Sean packs the 4 oz tin full. You’re getting a serious amount of soap, and with that formula it’ll last you a long time. Because it’s on the harder side, bloom it a little before you load. The lather that comes up is thick, dense, creamy. All those butters do what they’re supposed to do.

The Splash
The splash comes in a spray bottle, which is a nice touch. Alcohol-free, with aloe and witch hazel - skin food. Same scent profile as the soap, but the added oak moss and amber are what make it interesting. The oak moss puts an earthy layer under the floral and helps the palo santo read more clearly. Put a little on the back of your hand before the shave. You’ll see what I mean.

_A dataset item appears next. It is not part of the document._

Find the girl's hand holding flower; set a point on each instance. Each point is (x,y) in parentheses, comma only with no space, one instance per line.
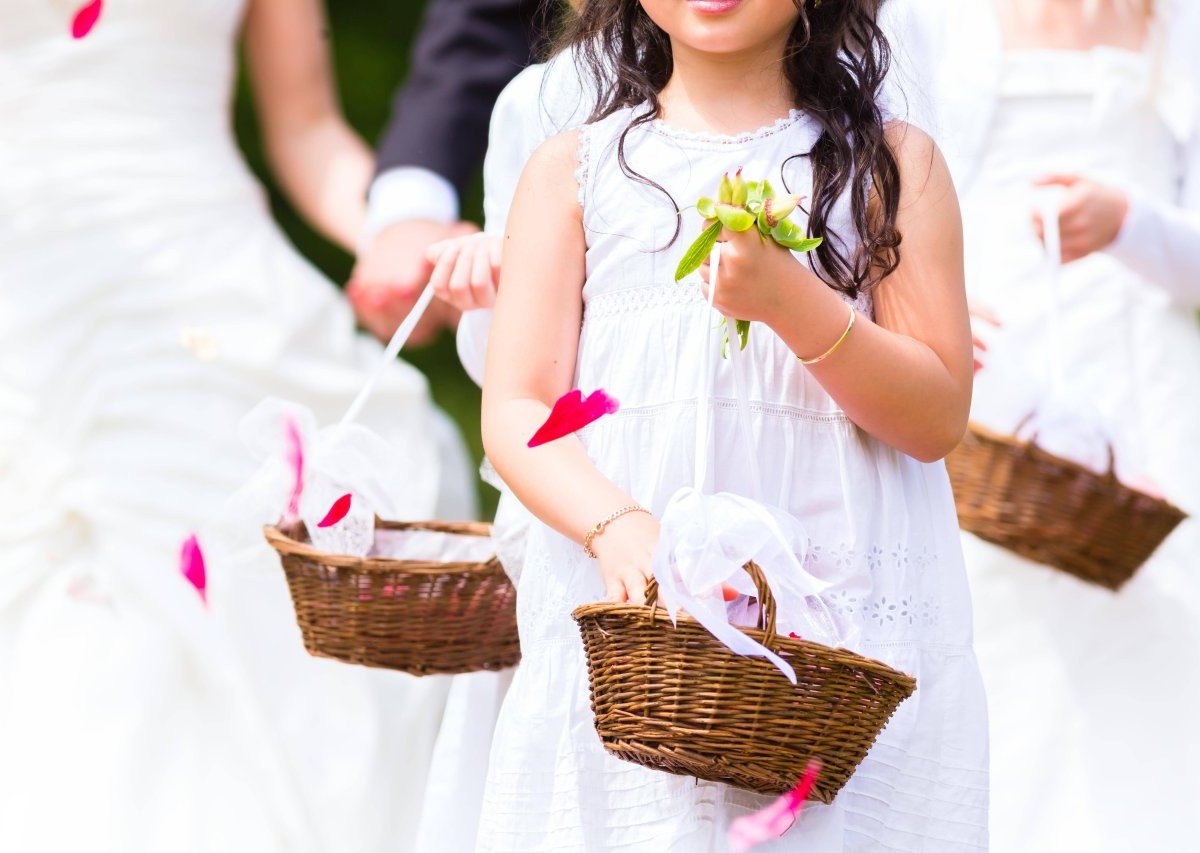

The Setup: Iwasaki and Opus Brushworks
Me and Sean have talked about razors plenty, and he’s a huge Iwasaki fan. So the razor today was my Iwasaki kamisori. Traditional kamisori, asymmetrical grind - not symmetric, which takes getting used to. But once you’re comfortable with it, this thing gives a phenomenal shave. The Japanese really knew what they were doing.
For the brush I went with my Opus Brushworks, loaded with a G5C knot. One of my favorites, right up there with a true bliss or pure bliss, close to a solid 70/30 badger-boar. It’s also one of the prettiest brushes I own. The handle has this gothic column look to it, something you might see in a gothic church. Fits the Reborn theme perfectly.

The lather loaded up beautifully once I got the water balance right. Thick, dense, creamy - exactly what you want going into a straight razor shave. The soap opened up well, and the Iwasaki was outstanding. The scent coming up off the brush stayed true to what I’d smelled out of the tin. Light, clean, floral, with the palo santo and patchouli present in the background without pushing. Three passes, comfortable finish.
Between the formula, the splash, and the fragrance concept, this is a strong first release. The palo santo choice alone shows Sean was thinking beyond the obvious. He got the base right, he got the scent right, and the label art is one of the best I’ve seen on a debut tin. I was happy to get those test batches, and the final version held up.
Thanks for hanging out for straight shave Saturday, guys. Keep those edges sharp, gentlemen.